Syria’s constitutional efforts grind to a halt
ISTANBUL - A drive to set up a panel to write a new constitution for Syria has all but ground to a halt because of deep political differences between local and international players.
One year ago, a meeting in Russia of almost 1,400 representatives of various Syrian groups led to the formation of a “Constitutional Committee.” Announcing the decision on January 30, 2018, Staffan de Mistura, the UN Syria envoy at the time, said the committee’s work would be “drafting a constitutional reform.”
The plan sparked hopes for a political process in Syria that could lead to free elections and the end of a war that has killed hundreds of thousands of people and has caused widespread destruction since 2011.
Twelve months later, there is no sign of constitutional talks starting anytime soon.
The United Nations said the committee is to draw 50 delegates each from three sides: the Syrian government, the opposition and civil society. The three groups’ composition was to be decided by the Damascus government, opposition organisations and the United Nations, respectively, but months of diplomatic efforts failed to get the committee established.

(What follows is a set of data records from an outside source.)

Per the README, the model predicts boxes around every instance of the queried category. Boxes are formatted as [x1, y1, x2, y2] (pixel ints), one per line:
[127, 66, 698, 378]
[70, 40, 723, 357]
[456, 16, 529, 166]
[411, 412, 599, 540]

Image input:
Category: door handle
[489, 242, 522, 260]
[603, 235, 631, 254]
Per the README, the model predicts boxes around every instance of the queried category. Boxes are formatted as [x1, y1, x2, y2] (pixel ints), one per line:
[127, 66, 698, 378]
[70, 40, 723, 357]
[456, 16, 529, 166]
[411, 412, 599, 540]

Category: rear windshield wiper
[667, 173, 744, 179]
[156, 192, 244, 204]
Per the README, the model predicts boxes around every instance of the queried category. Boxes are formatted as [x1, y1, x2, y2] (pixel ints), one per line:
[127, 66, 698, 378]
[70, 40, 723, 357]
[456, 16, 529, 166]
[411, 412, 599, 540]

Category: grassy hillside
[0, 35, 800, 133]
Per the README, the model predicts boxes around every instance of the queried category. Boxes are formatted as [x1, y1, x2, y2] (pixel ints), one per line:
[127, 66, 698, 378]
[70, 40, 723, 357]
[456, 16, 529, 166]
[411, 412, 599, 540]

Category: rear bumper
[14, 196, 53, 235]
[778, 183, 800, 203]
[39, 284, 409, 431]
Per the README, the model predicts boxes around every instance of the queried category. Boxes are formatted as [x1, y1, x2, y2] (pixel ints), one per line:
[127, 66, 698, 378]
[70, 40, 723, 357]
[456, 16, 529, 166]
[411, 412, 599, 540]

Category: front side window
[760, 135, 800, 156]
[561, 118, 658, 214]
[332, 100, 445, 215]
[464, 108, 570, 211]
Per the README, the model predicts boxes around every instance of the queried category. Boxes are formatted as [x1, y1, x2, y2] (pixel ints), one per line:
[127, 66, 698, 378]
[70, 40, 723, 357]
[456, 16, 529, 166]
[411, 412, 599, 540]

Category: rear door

Russia, Iran and Turkey — the trio driving the so-called Astana process for Syria in parallel to UN peace efforts — missed a deadline set by Russian President Vladimir Putin to have the committee start work in December. They then said the panel should be up and running “early” in 2019 but that, too, appears to have been overly optimistic.
“This is a game with many sides,” Hasan Yalcin, an Istanbul-based expert on Turkish foreign policy, said. Yalcin, director of Strategic Studies at the Foundation for Political, Economic and Social Research, a think-tank that often reflects the Turkish government thinking, said he did not expect the committee to be ready before May or June.
Unyielding enmity and distrust between the government of Syrian President Bashar Assad, the opposition and other Syrian groups are among reasons for the delay. Following a string of victories on the battlefield, Assad appears in no rush to offer compromises to the opposition.
The United Nations last October said Damascus rejected the world body’s list of the 50 civil society members and did not accept a UN role in the selection of panellists. Western powers condemned Syria’s stance. The opposition is concerned that Assad could use the committee to make sure that his regime stays in power.
Further talks failed to overcome the impasse for much of last year but a statement issued by the Astana powers in December suggested they reached an agreement among themselves, even though no details were given.
International negotiations continue. New UN Syria Envoy Geir Pedersen raised the issue of the committee in talks with Turkish Foreign Minister Mevlut Cavusoglu and the US Special Representative for Syria James Jeffrey, the United Nations said.
Turkey’s determination to prevent Kurdish autonomy in post-war Syria has been another complication. The ruling political powers in Syria’s Kurdish region with its approximately 2 million people — 10% of Syria’s total population — are the Democratic Union Party (PYD) and its militia, the People’s Protection Units (YPG), organisations regarded as terrorist groups by Ankara.
“Turkey is absolutely against the participation of the PYD,” Yalcin said. Shortly after the Sochi conference of January 2018, Ankara asked the United Nations not to include PYD members in the constitutional body but Kurdish representatives asked Western countries to pressure Turkey to overcome that veto, news reports said.
Wrangling between the Astana trio and the West also plays a part. Putin, speaking after a January 24 meeting with Turkish President Recep Tayyip Erdogan in Moscow, said France, Germany and the United Kingdom had called on the United Nations not to ratify the list of committee members presented by Russia, Turkey and Iran. Putin said he had been surprised by the European demand but expressed hope that differences could be overcome.
His comments followed Russian statements in December accusing Western countries of trying to sabotage the formation of the constitutional panel. Russian Deputy Foreign Minister Sergei Ryabkov said the US-led “small group” on Syria, which includes Egypt, France, Germany, Jordan, Saudi Arabia, the United Kingdom and the United States, was trying to change the composition of the committee, news reports said.
US President Donald Trump’s unexpected announcement in December to pull out the 2,000 American troops deployed in Syria was an additional stumbling block because it changed the power balance in the country.
The withdrawal announcement triggered a scramble by several players for the wide parts of eastern Syria liberated from the Islamic State by the United States and the YPG, with possible repercussions on the committee’s composition. Turkey threatened to set up a buffer zone to drive the YPG from the border area, while Russia and the Assad government called for Syrian government troops to take control.
Putin has suggested talks between Turkey and Syria to settle the issue, pointing to the so-called Adana Protocol of 1998 that included joint Turkish-Syrian steps to combat terrorism. Analysts said the move could change relations between Turkey and the Syrian Kurds.
“Putin is looking to build the bridge between the Syrian Kurds and Turkey, via Damascus, by putting the 1998 Adana agreement back in play,” Andrew Parasiliti of the RAND Corporation said via e-mail. “This is not going to happen easily or quickly but it is one of the key steps in the political transition.”